RATING SENSITIVITIES
Positive Rating Action:
--A more conservative financial policy highlighted by an unadjusted gross leverage target of 2.5x or lower (under Fitch's calculation);
--Positive operating momentum coupled with growing diversity of its client base and/or maintenance of FCF/gross debt above 15%.
Negative Rating Action:
--Material acquisitions or shareholder-friendly actions that increase leverage over 3x without the expectation of deleveraging below that level within 18 months;
--A weakening of IHS Markit's operating profile after the merger, as signalled by a persistent decline in the company's FCF/gross debt metric approaching 10%, deteriorating operating margins and revenue growth erosion.
LIQUIDITY
IHS Markit's financial flexibility and liquidity position are solid based on Fitch's expectations for over $900 million of annual FCF over the rating horizon. The company's liquidity position is further supported by available borrowing capacity under the company's upsized $1.85 billion revolver ($1.2 billion drawn as of pro forma Q1 2016), which matures in 2021.

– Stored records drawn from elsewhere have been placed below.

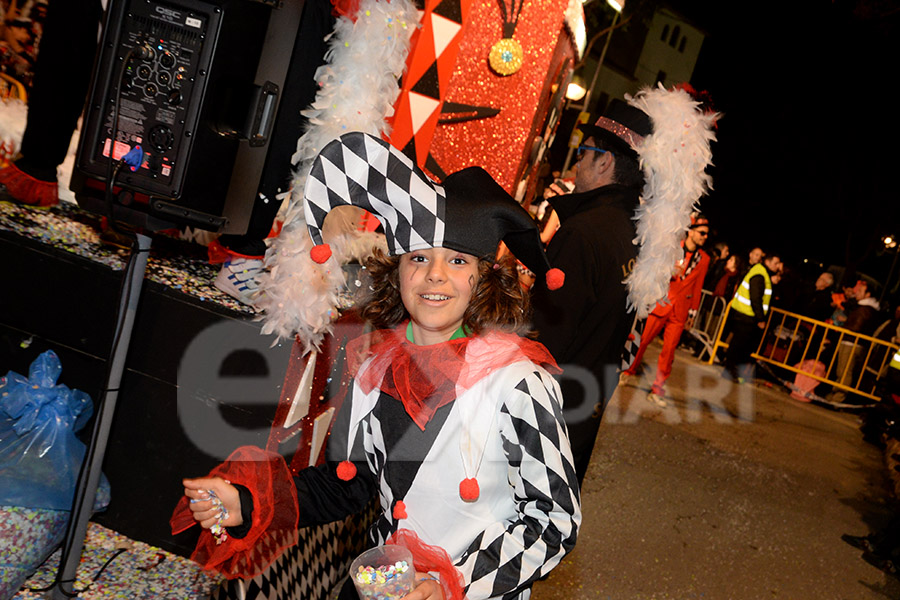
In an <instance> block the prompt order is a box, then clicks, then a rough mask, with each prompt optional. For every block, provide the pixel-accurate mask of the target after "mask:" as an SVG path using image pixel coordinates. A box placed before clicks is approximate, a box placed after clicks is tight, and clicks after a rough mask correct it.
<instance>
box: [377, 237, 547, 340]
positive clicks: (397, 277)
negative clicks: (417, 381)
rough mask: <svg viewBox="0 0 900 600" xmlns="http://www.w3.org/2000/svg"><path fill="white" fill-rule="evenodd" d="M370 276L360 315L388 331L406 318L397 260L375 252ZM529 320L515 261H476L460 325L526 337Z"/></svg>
mask: <svg viewBox="0 0 900 600" xmlns="http://www.w3.org/2000/svg"><path fill="white" fill-rule="evenodd" d="M366 270H368V271H369V275H370V276H371V277H372V284H371V293H370V294H368V296H367V297H366V298H365V299H364V300H363V303H362V306H361V308H360V314H361V315H362V316H363V318H365V319H367V320H368V321H370V322H371V323H372V324H373V325H374V326H375V327H377V328H383V329H388V328H392V327H395V326H397V325H399V324H400V323H401V322H403V320H404V319H407V318H409V313H408V312H407V310H406V307H405V306H403V300H402V299H401V297H400V257H399V256H387V255H386V254H384V252H382V251H381V250H378V249H376V251H375V254H374V255H373V256H372V257H371V258H370V259H369V260H368V261H367V262H366ZM530 321H531V302H530V296H529V293H528V291H527V290H525V289H523V288H522V286H521V285H520V284H519V277H518V273H517V271H516V262H515V259H513V258H512V256H510V255H507V256H505V257H503V258H501V259H497V260H495V259H494V258H492V257H482V258H479V259H478V283H476V284H475V289H474V291H473V292H472V299H471V300H470V302H469V306H467V307H466V312H465V314H464V315H463V325H464V326H465V327H466V329H468V330H469V331H470V332H472V333H474V334H478V333H481V332H482V331H484V330H486V329H499V330H501V331H507V332H510V333H518V334H519V335H526V334H528V333H529V329H528V327H529V324H530Z"/></svg>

IHS Markit's maturity schedule is manageable and Fitch believes that the company has sufficient financial flexibility through expected FCF generation, available borrowing capacity from the revolver, and capital markets access to address near-term maturities. Near-term scheduled maturities are minimal and consist primarily of scheduled amortization from the company's term loans.

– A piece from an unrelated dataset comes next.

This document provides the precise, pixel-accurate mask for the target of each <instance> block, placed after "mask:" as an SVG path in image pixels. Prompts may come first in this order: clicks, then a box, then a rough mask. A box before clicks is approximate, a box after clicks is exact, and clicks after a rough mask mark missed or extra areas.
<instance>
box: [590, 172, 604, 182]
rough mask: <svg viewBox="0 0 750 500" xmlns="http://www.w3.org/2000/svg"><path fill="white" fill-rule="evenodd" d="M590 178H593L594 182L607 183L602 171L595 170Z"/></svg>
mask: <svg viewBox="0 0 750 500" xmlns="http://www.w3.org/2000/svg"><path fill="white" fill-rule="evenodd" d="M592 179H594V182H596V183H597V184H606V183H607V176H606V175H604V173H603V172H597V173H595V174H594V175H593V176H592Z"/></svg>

Pro forma total debt (excluding expected debt repayments from divestiture proceeds) as of Q1 2016 is $3.8 billion and consists of:
--$1.85 billion of senior unsecured revolving credit facility due 2021 ($1.2 billion drawn);
--$1.206 billion of senior unsecured term loan A due 2021;
--$750 million of 5.000% senior unsecured notes due 2022;
--$210 million of 3.73% senior unsecured private placement notes due 2022;
--$290 million of 4.05% senior unsecured private placement notes due 2025; and
--$120 million of capital leases and other debt
FULL LIST OF RATING ACTIONS
Fitch has assigned the following ratings:
IHS Markit Ltd.
--Long-Term IDR 'BBB';
--Senior unsecured notes 'BBB'.
Additionally, Fitch has affirmed the following ratings:
Markit Group Holdings Limited (UK) (previously assigned to IHS, Inc.)
--Long-Term IDR 'BBB'.
Fitch withdrew the 'BBB' rating of the senior unsecured notes issued by IHS, Inc., which will be exchanged for the new senior unsecured notes at IHS Markit Ltd.
The Rating Outlook is Stable. The credit facilities and private placement notes are not rated.